After a lifestyle article about her modest home in Washington state ran in the NYT, her sister called the book’s publisher to tell them that Jones was in fact Seltzer. What’s more, she had never run drugs; had never been a gang member; was white, not half-Native American; and far from being raised by a poor, black family, she grew up in a middle-class home and attended a private parochial school.

Why did she lie?

Every couple of years, we writers, authors and journalists face this question as one among us is unveiled as a serial fabricator. There was James Frey in 2006, who made up great portions of his two best-selling memoirs, A Million Little Pieces and My Friend Leonard. He was memorably tortured by a furious Saint Oprah on her show before millions of viewers (watch the various videos here). There was Jimmy A. Lerner, author of You Got Nothing Coming: Notes From a Prison Fish, whose prison tales were uncovered as just that in The New York Times Magazine.

Meghan O’Rourke of Salon mused back then,

Confronted with Lerner’s and Frey’s blithe willingness to tell lies, it’s time to ask: How much leeway does a disclaimer really give an author?

She goes on to parse the wording of the disclaimer in Frey’s book, and just how egregiously he steps beyond its limited license.

But I’m still left wondering: why? Why do writers make stuff up?

The thing is, we writers have a perfectly respectable right to make stuff up. There’s a genre of great writing that falls into this category: it’s called fiction. Jones/Seltzer’s book sounds well plotted, sincere and dramatic enough to stand on its own merits—as fiction. Why did she not call it that and be done with it? Why didn’t Frey?

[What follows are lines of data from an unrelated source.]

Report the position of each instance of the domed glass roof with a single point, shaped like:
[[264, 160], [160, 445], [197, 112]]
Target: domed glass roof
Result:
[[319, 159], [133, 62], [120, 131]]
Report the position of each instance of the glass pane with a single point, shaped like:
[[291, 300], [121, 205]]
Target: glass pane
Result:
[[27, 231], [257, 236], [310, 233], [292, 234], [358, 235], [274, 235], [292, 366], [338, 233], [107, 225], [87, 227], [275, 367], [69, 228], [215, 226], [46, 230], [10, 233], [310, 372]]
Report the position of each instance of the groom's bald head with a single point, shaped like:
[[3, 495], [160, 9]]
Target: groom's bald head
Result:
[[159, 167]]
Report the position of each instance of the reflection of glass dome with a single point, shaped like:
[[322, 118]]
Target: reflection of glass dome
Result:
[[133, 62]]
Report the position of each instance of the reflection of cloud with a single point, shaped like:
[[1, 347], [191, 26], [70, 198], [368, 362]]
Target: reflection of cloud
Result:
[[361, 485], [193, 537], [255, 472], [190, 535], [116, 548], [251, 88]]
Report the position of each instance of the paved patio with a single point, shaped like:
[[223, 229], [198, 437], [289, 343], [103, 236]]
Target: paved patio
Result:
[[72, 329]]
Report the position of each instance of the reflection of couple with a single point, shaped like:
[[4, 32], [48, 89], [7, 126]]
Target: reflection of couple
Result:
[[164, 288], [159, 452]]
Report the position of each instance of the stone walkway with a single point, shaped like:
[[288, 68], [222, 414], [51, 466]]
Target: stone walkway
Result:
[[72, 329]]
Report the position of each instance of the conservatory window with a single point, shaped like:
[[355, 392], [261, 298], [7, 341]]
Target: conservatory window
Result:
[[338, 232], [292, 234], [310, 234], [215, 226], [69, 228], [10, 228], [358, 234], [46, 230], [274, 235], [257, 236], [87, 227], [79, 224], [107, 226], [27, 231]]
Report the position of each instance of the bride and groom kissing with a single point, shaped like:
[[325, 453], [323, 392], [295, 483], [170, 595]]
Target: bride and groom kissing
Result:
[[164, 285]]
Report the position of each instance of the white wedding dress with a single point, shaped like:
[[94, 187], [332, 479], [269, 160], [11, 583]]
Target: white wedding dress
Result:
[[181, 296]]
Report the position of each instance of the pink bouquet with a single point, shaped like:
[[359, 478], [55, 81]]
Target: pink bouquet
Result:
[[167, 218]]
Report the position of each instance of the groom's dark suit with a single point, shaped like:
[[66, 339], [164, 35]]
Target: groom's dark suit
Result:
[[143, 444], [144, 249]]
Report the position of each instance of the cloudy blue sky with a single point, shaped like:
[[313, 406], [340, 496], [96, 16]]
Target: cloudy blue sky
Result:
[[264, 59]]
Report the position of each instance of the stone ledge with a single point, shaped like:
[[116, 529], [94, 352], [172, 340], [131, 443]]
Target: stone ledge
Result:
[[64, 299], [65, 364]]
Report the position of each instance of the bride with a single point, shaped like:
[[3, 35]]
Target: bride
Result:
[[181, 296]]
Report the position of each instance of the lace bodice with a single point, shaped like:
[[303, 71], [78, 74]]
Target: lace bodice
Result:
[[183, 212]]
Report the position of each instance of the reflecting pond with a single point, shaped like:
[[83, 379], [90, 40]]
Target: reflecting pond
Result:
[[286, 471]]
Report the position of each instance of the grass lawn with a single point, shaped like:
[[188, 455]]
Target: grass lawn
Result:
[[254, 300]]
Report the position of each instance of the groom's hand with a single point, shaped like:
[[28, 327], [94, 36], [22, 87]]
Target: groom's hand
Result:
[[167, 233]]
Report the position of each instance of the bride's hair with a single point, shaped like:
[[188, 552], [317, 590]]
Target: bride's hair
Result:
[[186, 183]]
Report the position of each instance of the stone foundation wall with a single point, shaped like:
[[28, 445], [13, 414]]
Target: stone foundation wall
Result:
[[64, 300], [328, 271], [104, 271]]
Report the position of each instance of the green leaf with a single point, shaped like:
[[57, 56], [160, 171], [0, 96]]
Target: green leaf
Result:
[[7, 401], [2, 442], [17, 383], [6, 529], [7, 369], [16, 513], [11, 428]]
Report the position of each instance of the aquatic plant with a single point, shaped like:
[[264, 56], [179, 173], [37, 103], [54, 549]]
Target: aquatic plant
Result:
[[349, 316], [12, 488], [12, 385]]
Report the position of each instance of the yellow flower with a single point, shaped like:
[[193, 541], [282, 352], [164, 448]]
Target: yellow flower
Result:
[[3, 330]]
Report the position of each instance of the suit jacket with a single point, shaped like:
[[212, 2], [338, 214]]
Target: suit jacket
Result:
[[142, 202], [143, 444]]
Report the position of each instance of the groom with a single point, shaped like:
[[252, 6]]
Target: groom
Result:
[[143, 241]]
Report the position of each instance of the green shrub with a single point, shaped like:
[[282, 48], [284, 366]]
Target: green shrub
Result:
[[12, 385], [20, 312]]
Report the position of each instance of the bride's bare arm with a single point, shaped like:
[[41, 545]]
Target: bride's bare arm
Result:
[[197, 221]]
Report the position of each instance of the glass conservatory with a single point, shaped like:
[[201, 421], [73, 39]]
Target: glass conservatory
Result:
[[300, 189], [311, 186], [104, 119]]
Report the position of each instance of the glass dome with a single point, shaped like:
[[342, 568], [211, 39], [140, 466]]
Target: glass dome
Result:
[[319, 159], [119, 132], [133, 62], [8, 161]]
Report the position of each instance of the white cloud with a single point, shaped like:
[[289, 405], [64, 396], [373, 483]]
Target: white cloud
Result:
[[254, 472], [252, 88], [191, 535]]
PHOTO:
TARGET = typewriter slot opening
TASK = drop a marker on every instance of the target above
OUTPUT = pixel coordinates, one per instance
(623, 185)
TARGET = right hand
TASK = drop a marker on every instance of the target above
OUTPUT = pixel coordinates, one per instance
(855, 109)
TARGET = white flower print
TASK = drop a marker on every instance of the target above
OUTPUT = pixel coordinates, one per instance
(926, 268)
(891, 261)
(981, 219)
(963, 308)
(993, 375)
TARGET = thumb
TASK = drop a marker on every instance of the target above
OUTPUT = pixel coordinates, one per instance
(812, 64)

I do wonder if we in the media don’t feed this predilection among some authors to label their work nonfiction when it isn’t. Would Margaret Seltzer have received the same adulatory press she did as Margaret Jones? Would she have scored not just an adoring review by one of the toughest critics in the business, but also a cooing feature spread in the paper’s lifestyle section? Had she told the truth, would a white girl from a California suburb with no real connection to gang life have been heralded for her uncannily realistic imagination—or ignored as just another wanna-be? Would her book ever have seen the light of day?

We’ll never know.

We can’t claim to know her mind, or to know if some sort of delusion or other mental complex led her to her massive deception. But this I get: maybe it began as a small lie. Maybe it began as a blurted fib to a writing class—a tale of having lived the thug life—to gain desperately craved credibility. The story calls attention to the writer’s considerable talents, and the combination attracts the attention of increasingly more important people. A door cracks open: she catches a glimpse of fame, money, respect.

I find myself feeling terribly sad for Margaret Seltzer, in a way I never did for, say, Jayson Blair or Stephen Glass. Here was a girl with a shot, and she’s blown it, forever. As an outsider, though, at least she won’t suffer the kind of excruciating fall from grace that we journalists prepare for those among us who commit this kind of fraud. Michael Finkel captures this beautifully in his book True Story: Murder, Memoir, Mea Culpa. He writes of the slamming he got in the press after he was fired publicly for making up portions of an article in The New York Times Magazine (read a longer excerpt from the book here):

One writer described my actions as “sleazy,” “arrogant,” “offensive,” and “pernicious,” and then concluded that people like me should “burn in Journalism Hell.”

We journalists and nonfiction writers stick to facts because it’s what we know. Something happens; we record it as best we can; we retell the story. Many of us simply lack the creativity to make up anything better. Why do writers make stuff up? Because they can. Writers ought to make stuff up; readers want to delve into a world alien to their own reality. It’s too obvious to say they need to label fiction as such. But maybe it’s time we in the media looked at our own treatment of fantastic nonfiction. Before we lavish attention on a writer for an outrageously incredible memoir, we need to ask a few questions.